Bradley Whitford (b. 1959), an actor and political activist wrote, “Infuse your life with action.  Don’t wait for it to happen.  Make it happen.  Make your own future.  Make your own hope.  Make your own love.  And whatever your beliefs, honor your creator, not by passively waiting for grace to come down from upon high, but by doing what you can to make grace happen…yourself, right now, right down here on Earth.”  Helen Keller (1880–1968), an author and political activist expressed this hope differently than Withford when she said, “Optimism is the faith that leads to achievement.  Nothing can be done without hope and confidence.”

Positive & Happy

Tena Desae (b. 1987), an Indian actress and model said, “Stay positive and happy.  Work hard and don’t give up hope.  Be open to criticism and keep learning.  Surround yourself with happy, warm and genuine people.”  However Robert Fulghum (b. 1937), a Utilitarian Universalist was positive about his views when he wrote, “I believe that imagination is stronger than knowledge.  That myth is more potent than history.  That dreams are more powerful than facts.  That hope always triumphs over experience.  That laughter is the only cure for grief.  And I believe that love is stronger than death.”

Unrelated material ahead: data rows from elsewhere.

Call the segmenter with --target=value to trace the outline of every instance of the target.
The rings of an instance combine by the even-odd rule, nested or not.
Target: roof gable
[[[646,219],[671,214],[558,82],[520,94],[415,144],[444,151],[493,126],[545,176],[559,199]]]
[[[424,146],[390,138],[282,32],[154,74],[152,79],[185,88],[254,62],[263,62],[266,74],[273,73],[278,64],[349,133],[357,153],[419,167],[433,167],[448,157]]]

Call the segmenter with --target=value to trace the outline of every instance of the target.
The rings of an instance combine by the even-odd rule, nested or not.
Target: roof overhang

Michael Morpurgo (b. 1943), an English author was rather upbeat about his life.  He said, “Wherever my story takes me, however dark and difficult the theme, there is always some hope and redemption, not because readers like happy endings, but because I am an optimist at heart.  I know the sun will rise in the morning, and there is light at the end of every tunnel.” Robert Kennedy (1925–1968), a politician and lawyer wrote, “Each time a man stands up for an ideal, or acts to improve the lot of others, or strikes out against injustice, he sends forth a tiny ripple of hope, and crossing each other from a million different centers of energy and daring, those ripples build a current that can sweep down the mightiest walls of oppression and resistance.”  Marie Curie (1867–1934), a Polish and naturalized-French physicist and chemist echoed Kennedy’s feelings when she said, “You cannot build a better world without improving the individuals.  To that end, each of us must work for his own improvement and, at the same time, share a general responsibility for all humanity, our particular duty being to aid those to whom we think we can be most useful.”  The lesson is that people ought to pull together for the good of others.